Do you really want training?
Wednesday 19 October 2022
Are you familiar with the saying “people don’t want a quarter-inch drill; they want a quarter-inch hole”? This quote from Harvard marketing professor, Theodore Levitt, highlights that what we want is the outcome not the means of achieving it. So how might this be applied to accounting training? We could say “people don’t want accounting training; they want ...”. Is it easy to complete this sentence? When people attend a training course what are they actually trying to achieve: increase professional competence; find a route to promotion; be confident to do a job competently; discuss challenging work situations with people in a similar situation; keep up-to-date with the latest standards; or even take a break from work in an interesting location.
This way of thinking is sometimes called the jobs-to-be-done approach. Many people use this approach without necessarily defining it explicitly. However, it is worth taking time to analyse your own jobs-to-be-done. It’s not always a simple task. Sometimes the job to be done is not a discrete, definable task. Sometimes it is a major change in your working approach or tools or environment that makes it possible to complete all jobs more effectively. Once you understand all the jobs-to-be-done you can analyse what tools you need to complete these jobs. I almost wrote “tools you need to help complete these jobs” but that is not what most people want. They want a complete solution not a tool for part of the job that leaves them still needing another tool to get the job completed.
Jobs are often functional, in fact many people think of them as totally functional, but many jobs also have powerful social or emotional dimensions. For example, jobs are often carried out by a team so that they are completed successfully when roles and responsibilities in the team are both effective and satisfying.
What does this have to do with IASeminars training? Once someone has decided what are their jobs-to-be-done they then look for the tools to complete the jobs. So, the first step is to identify the jobs-to-be-done. Typically, a jobs-to-be-done statement has the form [verb] + [object of the verb] + [context]. Below are some examples of financial jobs-to-be-done. Please select the one that is most like your own job-to-be-done.
- Construct a successful hedge and use hedge engineering to achieve better results
- Analyse contracts to determine whether they contain leases
- Apply tools (SDG indicators, materiality matrix, carbon accounting etc.) to real life cases to prepare ESG reports and disclosures
- Apply the monitoring requirements in quality management
- Comply with US GAAP 'fair value' measurement requirements
Next, we want to find training tools to learn how to complete these tasks. On the IASeminars web site this is easy because every course has a list of learning objectives. In fact, the jobs-to-be-done above are all examples of learning objectives from IASeminars courses. If you chose one of these that is closest to your interest, then the course that will give you the required training is one of those below – the courses are in the same order as the jobs-to-be-done above.

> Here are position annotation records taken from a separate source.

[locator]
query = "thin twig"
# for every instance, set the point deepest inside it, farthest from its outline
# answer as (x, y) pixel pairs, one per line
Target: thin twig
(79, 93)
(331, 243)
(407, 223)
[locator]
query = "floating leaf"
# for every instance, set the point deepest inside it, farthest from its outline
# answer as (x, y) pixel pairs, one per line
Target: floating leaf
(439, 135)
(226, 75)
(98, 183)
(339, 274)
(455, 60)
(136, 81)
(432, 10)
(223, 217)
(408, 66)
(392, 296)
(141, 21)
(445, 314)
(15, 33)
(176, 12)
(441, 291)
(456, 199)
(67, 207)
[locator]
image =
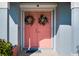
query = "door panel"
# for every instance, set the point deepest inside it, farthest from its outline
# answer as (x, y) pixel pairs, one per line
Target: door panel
(37, 35)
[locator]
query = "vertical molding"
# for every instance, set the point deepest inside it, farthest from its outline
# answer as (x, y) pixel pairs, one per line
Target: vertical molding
(54, 29)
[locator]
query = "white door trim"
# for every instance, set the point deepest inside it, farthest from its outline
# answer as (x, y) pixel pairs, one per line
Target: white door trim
(24, 9)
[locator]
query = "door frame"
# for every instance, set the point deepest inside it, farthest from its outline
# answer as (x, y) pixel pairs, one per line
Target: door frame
(45, 7)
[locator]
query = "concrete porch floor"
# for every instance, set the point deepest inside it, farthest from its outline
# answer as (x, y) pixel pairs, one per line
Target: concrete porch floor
(47, 52)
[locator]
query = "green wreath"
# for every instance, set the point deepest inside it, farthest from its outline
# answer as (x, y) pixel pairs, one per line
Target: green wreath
(43, 20)
(29, 20)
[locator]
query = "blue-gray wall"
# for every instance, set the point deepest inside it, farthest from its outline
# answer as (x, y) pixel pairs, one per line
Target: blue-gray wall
(14, 18)
(63, 28)
(3, 23)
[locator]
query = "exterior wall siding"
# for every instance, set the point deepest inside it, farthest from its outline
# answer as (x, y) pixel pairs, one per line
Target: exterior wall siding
(63, 28)
(75, 25)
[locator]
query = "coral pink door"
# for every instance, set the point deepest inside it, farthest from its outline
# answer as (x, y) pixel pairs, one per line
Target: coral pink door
(38, 35)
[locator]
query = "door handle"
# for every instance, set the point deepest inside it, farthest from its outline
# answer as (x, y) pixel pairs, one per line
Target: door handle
(37, 30)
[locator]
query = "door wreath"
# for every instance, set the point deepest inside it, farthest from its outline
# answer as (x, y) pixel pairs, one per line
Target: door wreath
(29, 20)
(43, 20)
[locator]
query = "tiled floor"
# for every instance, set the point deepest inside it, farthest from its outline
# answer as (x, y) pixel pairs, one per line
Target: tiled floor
(44, 53)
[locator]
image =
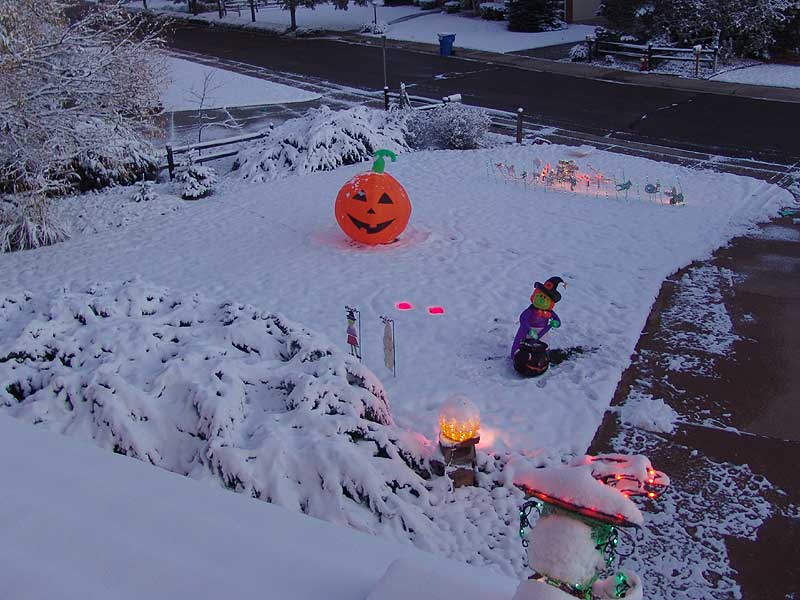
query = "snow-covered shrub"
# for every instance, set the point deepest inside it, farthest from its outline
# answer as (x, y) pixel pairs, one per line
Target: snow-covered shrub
(196, 181)
(493, 11)
(111, 160)
(533, 15)
(322, 140)
(144, 192)
(230, 393)
(579, 52)
(30, 222)
(449, 126)
(95, 82)
(378, 28)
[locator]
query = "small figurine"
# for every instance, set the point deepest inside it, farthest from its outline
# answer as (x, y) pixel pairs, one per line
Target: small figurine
(528, 350)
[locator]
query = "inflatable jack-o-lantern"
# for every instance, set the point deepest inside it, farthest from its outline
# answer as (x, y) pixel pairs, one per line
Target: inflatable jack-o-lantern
(373, 208)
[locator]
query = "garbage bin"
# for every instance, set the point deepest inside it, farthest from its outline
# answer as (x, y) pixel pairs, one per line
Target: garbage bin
(446, 41)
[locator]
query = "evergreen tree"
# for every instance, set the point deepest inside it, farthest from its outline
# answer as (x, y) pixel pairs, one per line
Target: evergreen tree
(532, 15)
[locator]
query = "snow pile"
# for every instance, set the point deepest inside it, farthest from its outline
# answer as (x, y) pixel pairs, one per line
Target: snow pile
(322, 140)
(231, 393)
(562, 547)
(644, 411)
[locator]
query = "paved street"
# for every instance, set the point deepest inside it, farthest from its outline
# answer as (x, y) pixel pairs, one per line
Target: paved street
(718, 123)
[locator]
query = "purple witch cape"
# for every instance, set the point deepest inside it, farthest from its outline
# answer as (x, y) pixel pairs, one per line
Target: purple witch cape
(533, 318)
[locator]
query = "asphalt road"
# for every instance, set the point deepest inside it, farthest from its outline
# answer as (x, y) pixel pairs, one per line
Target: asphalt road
(729, 125)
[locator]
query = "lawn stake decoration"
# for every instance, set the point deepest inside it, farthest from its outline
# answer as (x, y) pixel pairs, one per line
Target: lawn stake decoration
(459, 427)
(373, 208)
(354, 331)
(389, 349)
(528, 351)
(581, 509)
(567, 177)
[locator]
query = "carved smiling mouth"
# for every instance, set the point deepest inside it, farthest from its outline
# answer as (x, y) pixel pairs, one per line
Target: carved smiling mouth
(371, 230)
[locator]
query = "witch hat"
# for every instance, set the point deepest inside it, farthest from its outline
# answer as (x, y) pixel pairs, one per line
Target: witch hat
(550, 288)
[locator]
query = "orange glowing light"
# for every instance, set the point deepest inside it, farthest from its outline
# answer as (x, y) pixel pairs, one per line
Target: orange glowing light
(459, 419)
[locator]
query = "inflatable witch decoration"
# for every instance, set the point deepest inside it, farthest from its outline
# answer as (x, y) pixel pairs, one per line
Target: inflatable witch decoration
(529, 351)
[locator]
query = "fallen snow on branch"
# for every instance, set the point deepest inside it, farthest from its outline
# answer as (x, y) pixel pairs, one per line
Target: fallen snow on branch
(228, 392)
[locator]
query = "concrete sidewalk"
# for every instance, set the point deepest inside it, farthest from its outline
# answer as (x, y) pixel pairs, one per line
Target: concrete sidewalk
(721, 349)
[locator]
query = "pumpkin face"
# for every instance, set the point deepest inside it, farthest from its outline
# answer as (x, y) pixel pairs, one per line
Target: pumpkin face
(373, 208)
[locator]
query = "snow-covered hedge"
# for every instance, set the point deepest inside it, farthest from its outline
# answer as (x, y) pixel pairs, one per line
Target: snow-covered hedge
(228, 392)
(322, 140)
(450, 126)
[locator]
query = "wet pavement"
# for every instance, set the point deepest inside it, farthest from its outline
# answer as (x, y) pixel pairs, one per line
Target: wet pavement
(722, 349)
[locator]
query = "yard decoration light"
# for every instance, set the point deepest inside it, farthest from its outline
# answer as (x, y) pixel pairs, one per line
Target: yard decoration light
(373, 208)
(459, 423)
(459, 419)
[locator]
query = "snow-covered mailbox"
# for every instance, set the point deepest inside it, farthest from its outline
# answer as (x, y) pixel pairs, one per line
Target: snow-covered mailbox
(581, 506)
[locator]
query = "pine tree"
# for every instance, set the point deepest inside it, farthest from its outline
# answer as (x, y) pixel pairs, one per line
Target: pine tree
(532, 15)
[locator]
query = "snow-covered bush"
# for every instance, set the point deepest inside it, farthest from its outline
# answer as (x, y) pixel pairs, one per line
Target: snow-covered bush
(95, 82)
(322, 140)
(493, 11)
(231, 393)
(378, 28)
(196, 181)
(112, 160)
(144, 192)
(579, 52)
(30, 222)
(449, 126)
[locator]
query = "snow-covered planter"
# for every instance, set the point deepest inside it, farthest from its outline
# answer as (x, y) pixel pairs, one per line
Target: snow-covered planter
(30, 222)
(322, 140)
(450, 126)
(231, 393)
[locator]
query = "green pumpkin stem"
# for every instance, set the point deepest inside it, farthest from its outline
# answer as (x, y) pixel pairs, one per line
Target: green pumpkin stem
(380, 165)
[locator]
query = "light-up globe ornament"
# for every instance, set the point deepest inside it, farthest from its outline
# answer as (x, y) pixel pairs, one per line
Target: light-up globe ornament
(459, 419)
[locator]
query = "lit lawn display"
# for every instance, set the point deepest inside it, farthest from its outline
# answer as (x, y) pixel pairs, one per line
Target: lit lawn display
(581, 509)
(373, 208)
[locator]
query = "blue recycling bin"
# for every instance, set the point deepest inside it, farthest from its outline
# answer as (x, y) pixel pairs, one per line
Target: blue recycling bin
(446, 41)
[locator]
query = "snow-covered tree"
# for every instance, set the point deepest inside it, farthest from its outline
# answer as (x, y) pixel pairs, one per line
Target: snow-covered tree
(68, 88)
(533, 15)
(292, 5)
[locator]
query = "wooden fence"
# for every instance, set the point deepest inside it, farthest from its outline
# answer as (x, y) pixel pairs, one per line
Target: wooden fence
(650, 53)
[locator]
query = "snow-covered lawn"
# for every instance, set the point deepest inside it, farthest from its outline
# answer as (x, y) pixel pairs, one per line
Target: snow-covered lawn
(224, 89)
(475, 246)
(772, 75)
(480, 34)
(80, 522)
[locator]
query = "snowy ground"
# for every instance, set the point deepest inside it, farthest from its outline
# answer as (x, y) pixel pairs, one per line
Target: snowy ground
(175, 538)
(475, 245)
(224, 88)
(480, 34)
(772, 75)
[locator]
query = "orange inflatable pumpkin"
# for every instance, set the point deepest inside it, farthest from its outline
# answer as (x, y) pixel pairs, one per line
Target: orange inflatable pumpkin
(373, 208)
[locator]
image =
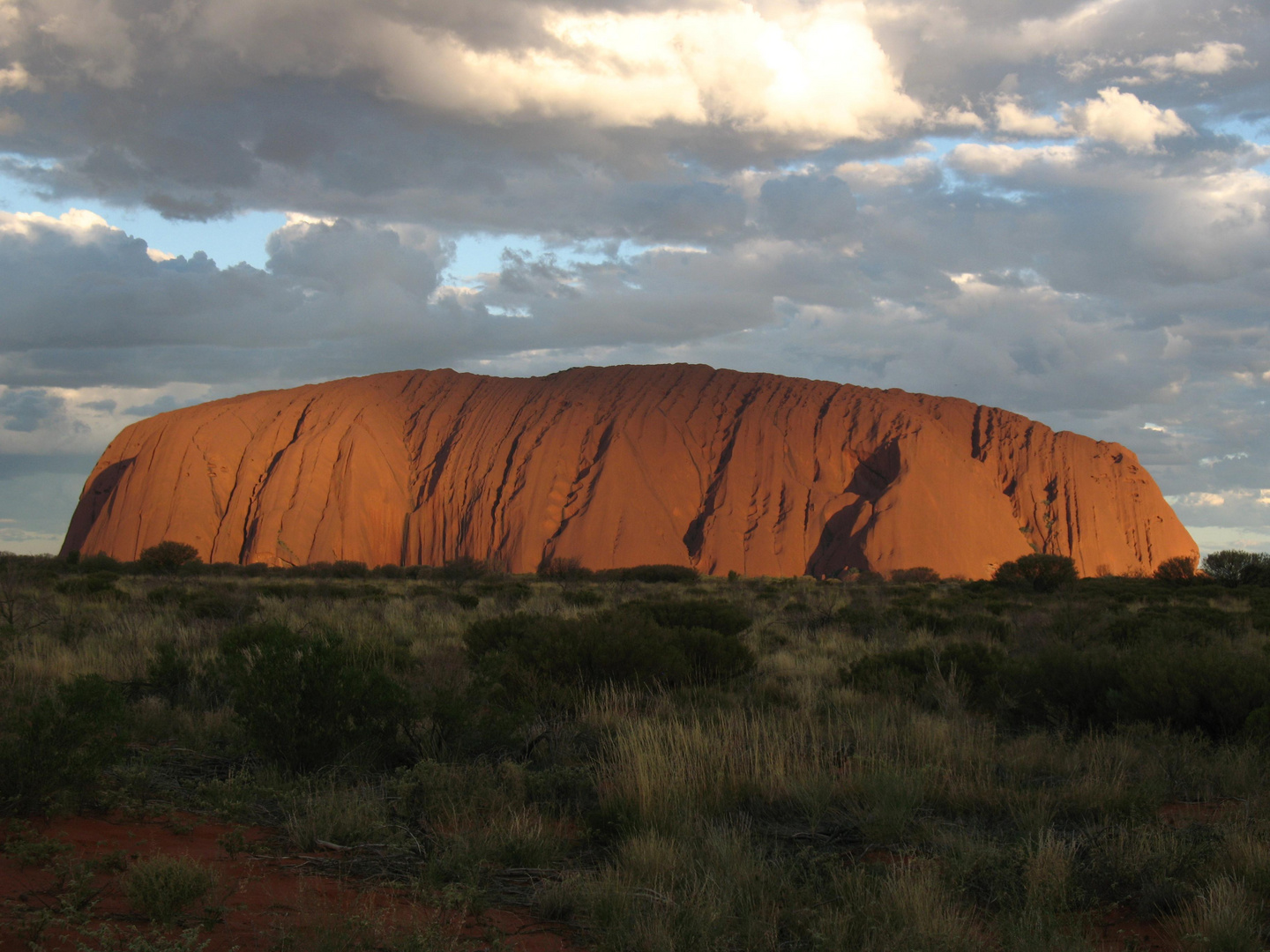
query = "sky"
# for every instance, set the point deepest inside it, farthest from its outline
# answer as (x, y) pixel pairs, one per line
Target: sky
(1061, 208)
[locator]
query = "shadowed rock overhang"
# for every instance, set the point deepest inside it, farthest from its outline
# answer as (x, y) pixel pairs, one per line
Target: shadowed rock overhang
(621, 466)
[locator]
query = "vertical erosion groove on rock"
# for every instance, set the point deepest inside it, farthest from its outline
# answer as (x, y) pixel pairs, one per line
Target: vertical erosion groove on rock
(621, 466)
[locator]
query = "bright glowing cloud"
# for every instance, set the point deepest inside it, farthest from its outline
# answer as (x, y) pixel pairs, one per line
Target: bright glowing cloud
(817, 72)
(1125, 120)
(1211, 60)
(1013, 118)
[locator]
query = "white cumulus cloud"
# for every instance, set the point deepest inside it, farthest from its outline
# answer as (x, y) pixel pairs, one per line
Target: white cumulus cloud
(1125, 120)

- IFRS Overview for Derivatives and Hedging
- Essentials: a Focus on IFRS 16 Leases or Accounting for Leases under IPSAS 43
- Environmental Social and Governance (ESG) - Data, Accounting and Reporting
- International Standards on Quality Management – Workshop
- US GAAP Essentials
If this approach appeals to you then you may like to define jobs-to-be-done for yourself and your team. It can help with finding the right tool for the job – not a quarter-inch drill but a well-designed training course!